Вероятно, прошло часа три, не более. Индейцы сменили друг друга два раза, волоча его на себе, но уже глубокой ночью, их привязали за руки высоко к деревьям. В темноте, Артур почувствовал близкое присутствие Джона Утермена и даже спросил:
— Вы живы?
— Я жив, — ответил Утермен и даже понимаю, что они говорят, хотя их диалект немного отличается от яхов. Вы еще даже не представляете, что нас ждет впереди, это северные яхи… …и я мужик, знаю… но… — и он замолчал.
Артур силился всматриваться в непроглядную темень и не мог понять, зачем их привязали к деревьям и почему все исчезли. Его мучила боль в ногах, а приходилось стоять на чем-то все время издававшем треск и хруст, как понял он, ветках деревьев, и осознание от глубокой резко наступившей тишины заработало с неутомимой силой и лучше бы оно притупило свою ясность, ибо от того, что приходило на ум, хотелось завыть от дикого страха.
Сжав со всей силы зубы:
— Нас что хотят поджарить? — спросил он у Джона Утермена.
— Предполагаю, что — да… — тихо ответил тот и Войцеховский четко услышал в голосе эти фальшивые дрожащие ноты страха и отчаяния.
Войцеховский напряг все свои силы и постарался силой мышц порвать веревки, связывающие руки, что оказалось совершенно бесполезно. Сплюнув на землю горькую слюну, он выругался на чисто турецком языке, потом стал напрягать зрение, чтобы разглядеть хоть какие-то предметы вокруг, его мозг еще не принял до конца всей реальности, что с ними произошла и хаотично пытался найти выход.
— Такого не может быть — проговорил он и не понятно, кому это он сказал, как понял Утермен, это мысли были сказаны вслух: — Такого просто не может быть… — уже более четче проговорил он и продолжил свою мысль — Двадцатый век на дворе, а нас поджарят живьем? И за что? Просто, потому что мы белые? Я в своей жизни не тронул пальцем ни одного индейца.
Не сразу, видимо ему нужно было время для раздумья, а может потому, что мысли совершенно не этим были заняты, но вскоре Джон Утермен ответил:
— Эта телега уже катится произвольно. Знаете, господин Войцеховский, самое интересное то, что я не могу поставить свою и возможно вашу смерть даже им в вину. Я и перестал быть проповедником после одного случая, который до сих пор часто мне сниться. После того, как мои глаза увидели, что способны сотворить люди друг с другом, я не смог больше взять в руки библию и проповедовать мир и дружелюбие. Во мне что-то надломилось. Мне показалось настолько несуразным вдалбливать в другие головы мысли о прощении и призывать к милосердию, потому что я четко понимал в тот момент, насколько это пустые слова, и я сам не смог бы сделать того, к чему призывал, если бы на моих глазах издевались над моим ребенком или любимой женой.
Войцеховский закрыл глаза и обессилено прислонил голову к дереву.
— Пока меня Бог миловал от таких зрелищ — проговорил. — Вот он страх — настоящий, жуткий страх! Я, по сути, такого никогда и не испытывал! Дай мне Господь силы достойно принять смерть, не смотря ни на какую боль! — и вдруг, открыв глаза, обратился снова к Утермену. — Давайте разговаривать, иначе страх совсем овладеет нашей душой.

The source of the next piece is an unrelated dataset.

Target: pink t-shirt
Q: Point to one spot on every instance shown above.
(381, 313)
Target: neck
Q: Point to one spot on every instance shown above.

— Давайте — покорно согласился Утермен.
Они с трудом, как назло, подыскивали слова, чтобы завязать беседу и первым нашёлся Утермен. — Я понимаю их язык, это те же самые яхи, которым я уже пять лет таскал сухари и различную утварь, но индейцы пока не знают об этом. Вы гостили у южных яхов, не дай бог дикарям узнать об этом!

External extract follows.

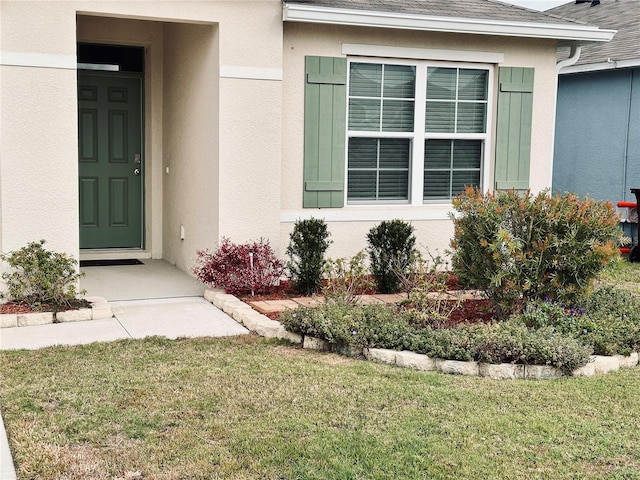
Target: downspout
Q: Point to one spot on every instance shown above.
(574, 56)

Войцеховский еле терпел боль и уже всем своим телом висел на веревках, связывающих руки и от повышенного натяжения, они глубоко впивались в запястья, но держать свой вес силой ног, не было сил. Руки онемели и холод ночи въедался настойчиво в тело, вызывая озноб, так, что зубы стали отбивать барабанную дробь непроизвольно. Это было мукой.